20後半か、30前半くらいのその人はオレと目を合わせて微かに見開いた。
「だ、大丈夫ですか?ふらふらしてますけど」
何も言わずだんまりな様子に心配になる。
てか、酔いすぎだろ。
フラフラしてるし、今だってオレが支えて立っているようなものだ。
「タクシー呼びます?家、言えますか?」
「……あ、うん、ありがと」
ようやくその人はへにゃっと崩れた笑顔を見せた。
ほっとして、とりあえず離れようとすると、ぐっと手を捕まれた。
「………吐きそう」
「…………………え」
本当は、げ。

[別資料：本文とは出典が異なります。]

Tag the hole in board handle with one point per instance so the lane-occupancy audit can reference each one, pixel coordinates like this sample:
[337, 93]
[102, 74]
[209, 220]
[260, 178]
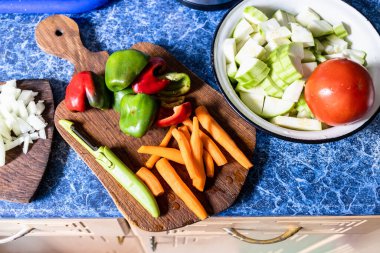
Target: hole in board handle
[58, 33]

と言いそうになった。
口に手を当てて、真っ青になったその人の手を引いてとりあえず道のすみに寄せた。
踞って、唸りながら耐えてる背中に、まじか、と思う。
てか、こんなになるまで飲むなよな。
「大丈夫ですか?水買ってきましょうか?」
とりあえずなんとか吐くのは我慢してるその人の背中をゆっくり撫でる。
関わった以上見捨てることもできないし、本当に困った。
……結局、それから一時間くらい恋人と別れたとかいう愚痴を聞かされながらひたすら背中を撫でたり、自販機で買ってきた水を飲ませたりしていた。
「…………でさぁ、お互いの両親にももう会ってたのに浮気だよ!?しかもさぁ、俺の親友と!人間不信になるわ!」
「うんうん。その話もう5回目だよー、カズマさん。辛かったねぇ。早く寝ちゃって忘れようねー」
「お前優しいな!てかやば!顔も超かわいいじゃん!名前何て言うの?あ、俺カズマ!」
「うんうん。ルリだよー。これも10回目くらいだよーカズマさん」
「へーい!ナイストゥミートゥ!!」
「元気になってきたねー。
じゃあもう一口水のんでおこうねー」
まさかバイト終わったあとに酔っぱらいの相手をするとは思わなかった。
いや、こーゆー場所にきたオレが悪いんだけどさ。
でも、結婚の約束までしてたのにそんなひどい裏切りを受けたカズマさんがオレなんかよりずっと悲しい思いをしてるんだと思うと、どうしても放っておけなかった。